Film Review from Cath News

Film review - Chronicles of Narnia: The Voyage of Dawn Treader

Published: December 07, 2010This is the third film in the seven-part epic fantasy series, The Chronicles of Narnia, by C. S. Lewis and brings to the screen the book of the same name, published in 1952. Narnia is the fictional realm where animals talk, magic abounds, and good battles evil. The Dawn Treader is the ship captained by Caspian, who was the key character in the previous film, The Prince of Caspian.
Three children, Edmund (Skandar Keynes), Lucy (Georgie Henley), and Eustace Scrubb (Will Poulter) are drawn into a painting of an old ship, The Dawn Treader, which is a majestic sailing vessel, whose look is inspired by dragons.
The three children come up in the ocean near the ship, and are taken on board where they meet the new King of Narnia, King Caspian (Ben Barnes).
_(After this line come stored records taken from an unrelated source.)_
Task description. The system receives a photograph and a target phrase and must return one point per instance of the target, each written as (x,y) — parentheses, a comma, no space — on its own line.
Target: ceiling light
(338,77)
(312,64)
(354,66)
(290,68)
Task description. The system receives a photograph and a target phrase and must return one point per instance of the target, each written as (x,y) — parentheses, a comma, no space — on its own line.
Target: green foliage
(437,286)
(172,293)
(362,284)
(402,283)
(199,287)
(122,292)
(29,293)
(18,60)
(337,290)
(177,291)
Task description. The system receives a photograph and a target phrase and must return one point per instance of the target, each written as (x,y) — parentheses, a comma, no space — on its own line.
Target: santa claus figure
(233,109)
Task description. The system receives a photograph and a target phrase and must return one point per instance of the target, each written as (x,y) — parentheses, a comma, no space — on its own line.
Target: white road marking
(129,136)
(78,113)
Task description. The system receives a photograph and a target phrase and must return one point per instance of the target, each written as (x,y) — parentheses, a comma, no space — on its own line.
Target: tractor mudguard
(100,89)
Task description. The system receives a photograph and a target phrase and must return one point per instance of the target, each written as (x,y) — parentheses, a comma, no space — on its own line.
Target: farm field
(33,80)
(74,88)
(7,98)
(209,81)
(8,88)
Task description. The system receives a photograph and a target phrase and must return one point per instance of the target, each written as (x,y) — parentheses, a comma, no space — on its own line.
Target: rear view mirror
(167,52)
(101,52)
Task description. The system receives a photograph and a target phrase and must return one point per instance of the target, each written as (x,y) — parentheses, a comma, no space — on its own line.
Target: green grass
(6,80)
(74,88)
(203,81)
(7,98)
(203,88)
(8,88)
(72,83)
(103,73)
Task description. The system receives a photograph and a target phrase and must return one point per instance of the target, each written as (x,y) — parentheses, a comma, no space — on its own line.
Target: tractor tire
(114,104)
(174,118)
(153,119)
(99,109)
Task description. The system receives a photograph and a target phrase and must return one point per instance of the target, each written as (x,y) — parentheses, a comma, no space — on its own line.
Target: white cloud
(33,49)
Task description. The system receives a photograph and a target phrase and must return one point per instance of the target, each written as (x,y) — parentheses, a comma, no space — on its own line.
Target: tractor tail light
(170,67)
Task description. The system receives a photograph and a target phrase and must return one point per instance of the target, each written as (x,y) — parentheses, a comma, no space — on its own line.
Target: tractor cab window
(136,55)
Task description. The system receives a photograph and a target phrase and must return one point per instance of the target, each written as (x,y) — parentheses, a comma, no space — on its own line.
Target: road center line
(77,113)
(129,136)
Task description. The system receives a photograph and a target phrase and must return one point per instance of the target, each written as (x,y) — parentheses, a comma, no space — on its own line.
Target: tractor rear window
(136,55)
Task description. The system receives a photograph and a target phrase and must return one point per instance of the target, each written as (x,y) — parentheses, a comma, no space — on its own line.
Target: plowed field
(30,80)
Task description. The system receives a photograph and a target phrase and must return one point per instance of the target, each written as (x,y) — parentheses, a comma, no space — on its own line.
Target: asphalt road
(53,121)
The ship sails to mysterious islands with marvellous names and they are islands that are full of creatures, which convey the riches of children’s fertile imagination.
There is a new distribution company behind this movie, and a new visual effects supervisor (Jim Rygiel) and cinematographer (Dante Spinotti). All of them contribute to bringing a fresh look to the series that substitutes lightness for some of the darkness that was in Prince Caspian.
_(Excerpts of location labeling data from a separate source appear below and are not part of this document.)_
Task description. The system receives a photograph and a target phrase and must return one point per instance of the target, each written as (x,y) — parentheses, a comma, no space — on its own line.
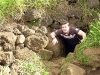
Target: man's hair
(64,22)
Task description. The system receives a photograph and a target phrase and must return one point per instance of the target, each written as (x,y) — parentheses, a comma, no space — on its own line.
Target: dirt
(91,71)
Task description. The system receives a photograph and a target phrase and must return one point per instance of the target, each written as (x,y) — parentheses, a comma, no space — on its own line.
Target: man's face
(65,27)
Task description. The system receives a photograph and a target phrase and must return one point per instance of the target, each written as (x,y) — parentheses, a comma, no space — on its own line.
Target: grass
(10,7)
(35,67)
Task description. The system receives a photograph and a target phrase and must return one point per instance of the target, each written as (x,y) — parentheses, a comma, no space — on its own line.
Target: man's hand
(54,41)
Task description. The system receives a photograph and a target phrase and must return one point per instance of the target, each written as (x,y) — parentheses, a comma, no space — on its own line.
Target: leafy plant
(34,67)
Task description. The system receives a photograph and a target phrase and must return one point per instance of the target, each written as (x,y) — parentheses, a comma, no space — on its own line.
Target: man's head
(65,27)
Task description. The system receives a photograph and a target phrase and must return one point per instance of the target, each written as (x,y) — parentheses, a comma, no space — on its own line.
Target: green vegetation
(35,67)
(92,40)
(9,7)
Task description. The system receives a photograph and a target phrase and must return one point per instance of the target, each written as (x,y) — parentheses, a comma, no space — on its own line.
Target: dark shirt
(72,37)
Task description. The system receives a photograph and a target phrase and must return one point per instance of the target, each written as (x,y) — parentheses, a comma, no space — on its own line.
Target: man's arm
(83,34)
(54,39)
The film returns us to the magic of the first film, The Lion, the Witch and the Wardrobe, which deserved its popular success. Here, the special effects never overreach the strong story line and the moral messages that lie behind it.
The movie successfully conveys optimism and hope, and as temptations are resisted, growth occurs and true character emerges. Laying aside its scary moments, and there are some, the movie is excellent fantasy-adventure fare for Christmas viewing - Peter Sheehan, Australian Catholic Office for Film and Broadcasting.
Starring Georgie Henley, Skandar Keynes, Will Poulter, Ben Barnes, Liam Neeson (by voice), Simon Pegg (by voice) and Tilda Swinton. Rated PG (Mild violence and scary scenes). 112 min.